De aromas, sabores, texturas y refranes

Historia, identidades regionales y tradición popular

Mario Humberto Ruz

Bodegón de colores, sabores, dichos y refranes, este artículo recoge con gran erudición una subjetividad colectiva mexicana de gustos y hábitos gastronómicos, construidos a lo largo de los siglos en las cocinas mexicanas y fogones que supieron encomiar las cualidades de los productos nacidos en esta tierra o trasplantados a ella desde distintos lugares e integrarlos, para terminar formando parte de la culinaria universal.

 

A modo de un nutrido y singular bodegón, y más allá de nombres, citas y fechas, la historia mexicana se colorea con el esplendor visual que despliega sin pudor alguno ese portento de tonalidades que es la pitahaya, o el mamey con su “rojo llameante”, el derroche amarillo del zapote denominado en maya kanisté (kan: amarillo), la gama de verdes del aguacate, y ese vasto campo de policromías que exhiben solanáceas como el tómatl, el xitómatl, el coatltómatl, el miltómatl, el izhoatómatl, el coztómatl y otras variedades, no pocas de las cuales ofrendaron no solo su sabor sino hasta el nombre y la genética, para regresar a nosotros híbridas y rebautizadas como cherry, brandywine, russian, lime green, siberian, sun sugar, hawaiana, valenciana y otros nombres que nos imponen la mercadotecnia y la moda, y que facilitan a menudo nuestra falta de conocimiento de la gesta de procesos locales y regionales de creación de identidades y, en consecuencia, la carencia de tesón para defenderlos.

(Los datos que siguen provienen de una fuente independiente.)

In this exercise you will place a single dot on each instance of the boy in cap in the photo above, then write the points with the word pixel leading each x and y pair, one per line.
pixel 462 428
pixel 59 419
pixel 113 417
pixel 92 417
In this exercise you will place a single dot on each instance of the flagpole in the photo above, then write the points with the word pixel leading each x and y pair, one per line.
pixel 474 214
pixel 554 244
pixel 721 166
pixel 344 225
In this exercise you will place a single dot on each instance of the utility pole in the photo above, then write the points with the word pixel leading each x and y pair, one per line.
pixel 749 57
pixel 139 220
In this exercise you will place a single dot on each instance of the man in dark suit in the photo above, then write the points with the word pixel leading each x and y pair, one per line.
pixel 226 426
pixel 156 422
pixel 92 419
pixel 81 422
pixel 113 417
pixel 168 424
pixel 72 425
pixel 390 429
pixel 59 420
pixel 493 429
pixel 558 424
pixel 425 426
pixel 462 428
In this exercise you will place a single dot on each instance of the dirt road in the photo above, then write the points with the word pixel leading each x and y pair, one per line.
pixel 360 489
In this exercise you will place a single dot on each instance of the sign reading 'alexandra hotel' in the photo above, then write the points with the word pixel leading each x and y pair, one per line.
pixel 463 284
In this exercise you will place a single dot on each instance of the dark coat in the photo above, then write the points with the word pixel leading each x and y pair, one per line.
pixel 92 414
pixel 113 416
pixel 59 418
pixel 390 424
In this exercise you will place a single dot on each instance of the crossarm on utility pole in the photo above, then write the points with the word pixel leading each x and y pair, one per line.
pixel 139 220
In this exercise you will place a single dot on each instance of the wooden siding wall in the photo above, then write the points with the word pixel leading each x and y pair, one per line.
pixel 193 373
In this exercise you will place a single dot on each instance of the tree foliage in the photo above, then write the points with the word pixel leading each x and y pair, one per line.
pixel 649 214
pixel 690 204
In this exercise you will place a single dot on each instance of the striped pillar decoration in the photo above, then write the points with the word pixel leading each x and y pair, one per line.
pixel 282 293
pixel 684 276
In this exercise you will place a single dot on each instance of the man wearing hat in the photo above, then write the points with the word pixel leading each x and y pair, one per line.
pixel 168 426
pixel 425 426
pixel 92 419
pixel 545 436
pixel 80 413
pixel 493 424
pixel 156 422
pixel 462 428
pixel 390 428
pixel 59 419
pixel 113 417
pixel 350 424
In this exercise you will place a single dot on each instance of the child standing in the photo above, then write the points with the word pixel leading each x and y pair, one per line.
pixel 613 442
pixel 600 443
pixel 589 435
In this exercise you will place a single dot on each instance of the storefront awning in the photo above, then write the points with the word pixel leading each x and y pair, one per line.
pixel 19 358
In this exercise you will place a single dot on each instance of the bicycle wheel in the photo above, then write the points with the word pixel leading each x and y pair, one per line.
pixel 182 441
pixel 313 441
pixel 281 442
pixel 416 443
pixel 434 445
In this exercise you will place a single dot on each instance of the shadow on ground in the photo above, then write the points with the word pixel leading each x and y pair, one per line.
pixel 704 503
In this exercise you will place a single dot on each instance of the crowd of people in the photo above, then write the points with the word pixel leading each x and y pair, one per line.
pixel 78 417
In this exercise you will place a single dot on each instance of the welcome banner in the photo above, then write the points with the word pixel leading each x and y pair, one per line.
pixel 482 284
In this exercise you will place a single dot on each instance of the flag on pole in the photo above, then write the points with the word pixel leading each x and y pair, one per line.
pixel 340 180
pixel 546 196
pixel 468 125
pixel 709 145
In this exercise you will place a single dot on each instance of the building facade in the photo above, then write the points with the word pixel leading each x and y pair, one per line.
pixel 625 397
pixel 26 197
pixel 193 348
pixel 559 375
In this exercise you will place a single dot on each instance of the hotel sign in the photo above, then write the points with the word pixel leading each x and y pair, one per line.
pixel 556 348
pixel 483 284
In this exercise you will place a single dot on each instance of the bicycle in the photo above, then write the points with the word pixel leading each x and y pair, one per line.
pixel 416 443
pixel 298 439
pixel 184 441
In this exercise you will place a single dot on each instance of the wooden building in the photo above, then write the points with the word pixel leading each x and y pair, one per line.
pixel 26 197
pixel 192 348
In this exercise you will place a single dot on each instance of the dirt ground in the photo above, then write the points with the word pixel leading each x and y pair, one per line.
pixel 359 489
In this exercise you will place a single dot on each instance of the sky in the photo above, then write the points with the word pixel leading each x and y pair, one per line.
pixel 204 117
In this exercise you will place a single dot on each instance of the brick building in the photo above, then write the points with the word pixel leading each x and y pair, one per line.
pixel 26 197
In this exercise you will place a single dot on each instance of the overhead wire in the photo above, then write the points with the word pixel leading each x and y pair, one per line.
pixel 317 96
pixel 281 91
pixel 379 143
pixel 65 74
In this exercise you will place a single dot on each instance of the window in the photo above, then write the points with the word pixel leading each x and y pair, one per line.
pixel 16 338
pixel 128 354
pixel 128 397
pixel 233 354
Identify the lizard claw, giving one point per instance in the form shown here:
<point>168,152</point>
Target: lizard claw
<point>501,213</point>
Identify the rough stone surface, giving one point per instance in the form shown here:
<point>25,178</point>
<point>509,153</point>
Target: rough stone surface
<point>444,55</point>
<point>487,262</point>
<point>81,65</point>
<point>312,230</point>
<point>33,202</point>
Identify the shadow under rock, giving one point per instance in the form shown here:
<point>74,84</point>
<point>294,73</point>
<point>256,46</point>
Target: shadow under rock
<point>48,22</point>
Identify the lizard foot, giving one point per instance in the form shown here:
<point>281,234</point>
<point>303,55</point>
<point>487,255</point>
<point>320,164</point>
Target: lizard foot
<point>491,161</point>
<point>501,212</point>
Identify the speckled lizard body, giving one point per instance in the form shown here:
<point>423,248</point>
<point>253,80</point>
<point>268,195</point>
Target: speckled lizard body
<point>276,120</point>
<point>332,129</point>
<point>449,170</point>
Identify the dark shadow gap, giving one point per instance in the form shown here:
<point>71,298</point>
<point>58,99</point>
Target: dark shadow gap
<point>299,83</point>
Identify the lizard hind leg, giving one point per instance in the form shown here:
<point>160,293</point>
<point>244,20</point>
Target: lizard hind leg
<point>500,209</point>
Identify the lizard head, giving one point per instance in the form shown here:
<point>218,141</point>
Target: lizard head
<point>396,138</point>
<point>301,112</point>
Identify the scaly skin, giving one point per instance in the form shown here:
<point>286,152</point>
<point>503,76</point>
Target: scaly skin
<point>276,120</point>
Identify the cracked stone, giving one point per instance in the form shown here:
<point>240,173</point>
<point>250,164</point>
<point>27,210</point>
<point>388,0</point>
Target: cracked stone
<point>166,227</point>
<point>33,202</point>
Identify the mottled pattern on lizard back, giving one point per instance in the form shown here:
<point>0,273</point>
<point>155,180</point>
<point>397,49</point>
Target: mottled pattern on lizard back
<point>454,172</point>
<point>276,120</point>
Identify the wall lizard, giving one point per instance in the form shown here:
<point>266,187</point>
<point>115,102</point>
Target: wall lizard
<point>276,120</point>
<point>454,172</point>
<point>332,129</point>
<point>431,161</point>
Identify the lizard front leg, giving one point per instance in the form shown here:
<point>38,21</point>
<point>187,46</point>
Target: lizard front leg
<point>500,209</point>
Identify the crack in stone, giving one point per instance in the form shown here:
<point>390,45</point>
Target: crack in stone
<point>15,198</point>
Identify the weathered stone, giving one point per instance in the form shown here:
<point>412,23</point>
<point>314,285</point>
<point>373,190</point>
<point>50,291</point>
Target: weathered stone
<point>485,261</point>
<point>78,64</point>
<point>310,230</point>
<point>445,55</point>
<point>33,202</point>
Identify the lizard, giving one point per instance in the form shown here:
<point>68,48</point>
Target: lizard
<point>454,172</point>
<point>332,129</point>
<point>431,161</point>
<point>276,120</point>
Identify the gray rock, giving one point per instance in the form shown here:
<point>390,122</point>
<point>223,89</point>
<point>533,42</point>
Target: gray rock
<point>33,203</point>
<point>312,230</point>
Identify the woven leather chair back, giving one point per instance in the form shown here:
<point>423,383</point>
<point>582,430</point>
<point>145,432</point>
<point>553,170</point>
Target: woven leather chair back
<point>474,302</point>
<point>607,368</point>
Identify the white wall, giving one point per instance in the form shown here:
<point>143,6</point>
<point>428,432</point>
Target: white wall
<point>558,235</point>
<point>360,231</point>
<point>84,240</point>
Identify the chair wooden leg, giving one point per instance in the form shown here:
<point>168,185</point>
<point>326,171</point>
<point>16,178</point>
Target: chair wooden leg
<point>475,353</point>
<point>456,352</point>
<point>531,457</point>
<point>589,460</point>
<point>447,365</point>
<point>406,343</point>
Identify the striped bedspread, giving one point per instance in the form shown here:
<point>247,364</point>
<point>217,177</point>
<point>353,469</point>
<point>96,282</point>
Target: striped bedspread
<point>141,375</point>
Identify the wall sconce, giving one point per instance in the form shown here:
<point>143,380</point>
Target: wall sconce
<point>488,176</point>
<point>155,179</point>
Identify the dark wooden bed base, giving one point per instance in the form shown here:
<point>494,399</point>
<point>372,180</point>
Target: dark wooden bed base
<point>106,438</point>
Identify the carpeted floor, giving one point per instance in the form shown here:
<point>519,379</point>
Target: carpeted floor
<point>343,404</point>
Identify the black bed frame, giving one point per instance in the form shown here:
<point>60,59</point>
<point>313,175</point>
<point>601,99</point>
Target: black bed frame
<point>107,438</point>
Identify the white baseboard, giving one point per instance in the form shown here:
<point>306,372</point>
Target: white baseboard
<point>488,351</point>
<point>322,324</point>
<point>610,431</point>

Historia también de olores y texturas, la nuestra se desliza entre efluvios olfativos de la vainilla de Papantla, la pimienta de Tabasco (gorda o de la tierra), y hasta las muy peculiares emanaciones del epazotl o yerba del zorrillo, y su pariente tepeepázotl o epazote del monte, al tiempo que la Clío mexicana, mientras canta glorias, sagas y epopeyas prehispánicas, independentistas o revolucionarias, puede dejar correr sus dedos sobre las sutiles escamas vegetales de la guanábana, la chirimoya, la anona, el saramuyo, la papausa u otras anonáceas, o entretener sus oídos con sonidos tenues como los que generan el eclosionar de los frutos de la guaya o el guaje, o estrepitosos como el tronar del antiguo momochtli, hoy “palomitas de maíz”. Ya se buscará la musa de la Historia tiempo para paladear las suculencias que destilan el chicozapote, el caimito y el nance, nanchi o nantzi, por no hablar de las que encierran el chipilín, el huauzontle, el huitlacoche, la cuesa o chinchayote, el cabuche de los norteños y las flores de juacamé de los zoques, una vez aderezados.

Ciertamente solo atisbar en cualquier cocina regional hace evidente la permanencia de abanicos sensoriales de ayer. Díganlo, si no, para el caso tabasqueño, el delicado sabor de los merenguitos de guanábana que se elaboran en las planicies y humedales de Jalpa y Nacajuca, el pozol de maíz mezclado distintamente con cacao, pataxte, coco, semilla de mamey o raíces de malanga, que se ofrece al visitante en los poblados de la serranía donde Tabasco colinda con Chiapas, los tamalitos de mano de cangrejo que se pueden degustar en el poblado costeño de Paraíso o la hueva de lisa secada al sol de Chiltepec.

Pero, si bien atesora sus sabores milenarios, la historia de esta cornucopia de país es también, en el campo de lo gastronómico como en tantos otros, una historia de maridajes de ingredientes, conceptos y signos, como lo muestran desde el mismísimo mole, el pozole, la cochinita pibil, los diversos tipos de pucheros, el queso relleno o los chiles en nogada, hasta los acompañantes de gordas, polcanes, tlacloyos, picadas, salbutes, panuchos, burritos, garnachas, montados, enchiladas mineras y tantos otros platillos que sirven para esbozar nuestras entidades locales y regionales, cuando no como mexicanos, herederos tanto de destacadas culturas mesoamericanas, como de su hibridación con la rica tradición ibera, a su vez transida de lo árabe y lo hebreo, enraizado todo ello en las distintas formaciones culturales de lo que hoy se llaman México y España.

Ese espacioso universo de lo sensorial asoma ya desde códices y frescos y, tras ilustrar las crónicas coloniales y los reportes de los viajeros, se prolonga en la pintura de caballete y los murales de ayer y hoy, al tiempo que deja huella en la tinta y la palabra, como bien puede apreciarse en dichos, refranes y consejas (bien surgidos aquí, bien adaptados de los hispanos) que dan fe de una ingeniosa tradición popular, que sin duda arranca desde la época precolombina y en no pocos casos pervive hasta nuestros días, variando según las regiones.